We are exposed to product liability claims and an uninsured claim could have a material adverse effect on our business, prospects, financial condition, and results of operations, as well as the value of our stock.
 
Many of our projects are critical to the operations of our clients’ businesses. Any failure in a client’s information system could result in a claim for substantial damages against us, regardless of our responsibility for such failure. We could, therefore, be subject to claims in connection with the products and services that we sell. We currently maintain product liability insurance. There can be no assurance that:
 
 
·
We have contractually limited our liability for such claims adequately or at all; or
     
 
·
We would have sufficient resources to satisfy any liability resulting from any such claim.
 
The successful assertion of one or more large claims against us could have a material adverse effect on our business, prospects, financial condition, and results of operations.
 
We utilize data centers maintained by third parties, which could affect our ability to support our customers or financial performance.
 
Many of the network services and computer servers utilized by us in our provision of services to customers are housed in data centers owned by third-party vendors. In the future, we may house additional servers and hardware items in facilities owned or operated by other vendors.
 
A disruption in the ability of one of these data centers to provide service to us could cause a disruption in service to our customers. A data center could be disrupted in its operations through a number of contingencies, including unauthorized access, computer viruses, accidental or intentional actions, electrical disruptions, and other extreme conditions. Although we believe we have taken adequate steps to protect our operations through our contractual arrangements with our data centers, we cannot eliminate the risk of a disruption in service resulting from the accidental or intentional disruption in service by a date center. Any significant disruption could cause significant harm to us, including a significant loss of customers. In addition, a data center could raise its prices or otherwise change its terms and conditions in a way that adversely affects our ability to support our customers or financial performance.
 
We will not pay cash dividends and investors may have to sell their shares in order to realize their investment.
 
We have not paid any cash dividends on our common stock and do not intend to pay cash dividends in the foreseeable future.
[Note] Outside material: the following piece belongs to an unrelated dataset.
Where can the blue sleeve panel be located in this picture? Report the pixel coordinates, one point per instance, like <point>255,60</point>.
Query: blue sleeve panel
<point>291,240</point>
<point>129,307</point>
We intend to retain future earnings, if any, for reinvestment in the development and marketing of our products and services. As a result, investors may have to sell their shares of common stock to realize their investment.
 
Some provisions of our certificate of incorporation and bylaws may deter takeover attempts, which may limit the opportunity of our stockholders to sell their shares at a premium to the then-current market price.
 
Some of the provisions of our Certificate of Incorporation and bylaws could make it more difficult for a third party to acquire us, even if doing so might be beneficial to our stockholders by providing them with the opportunity to sell their shares at a premium to the then-current market price. On December 10, 1999, our Board of Directors adopted a stockholders rights plan and declared a non-taxable dividend of one right to acquire our Series A Preferred Stock, par value $0.01 per share, on each outstanding share of our common stock to stockholders of record on December 10, 1999 and each share of common stock issued thereafter until a pre-defined hostile takeover date. The stockholder rights plan was adopted as an anti-takeover measure, commonly referred to as a “poison pill”. The stockholder rights plan was designed to enable all stockholders not engaged in a hostile takeover attempt to receive fair and equal treatment in any proposed takeover of us and to guard against partial or two-tiered tender offers, open market accumulations, and other hostile tactics to gain control of us. The stockholders rights plan was not adopted in response to any effort to acquire control of us at the time of adoption. This stockholders rights plan may have the effect of rendering more difficult, delaying, discouraging, preventing, or rendering more costly an acquisition of us or a change in control of us. Certain of our principal stockholders, Charles W. Fritz, William E. Fritz and The Fritz Family Limited Partnership and their holdings were exempted from the triggering provisions of our “poison pill” plan, as a result of the fact that, as of the plan’s adoption, their holdings might have otherwise triggered the “poison pill”.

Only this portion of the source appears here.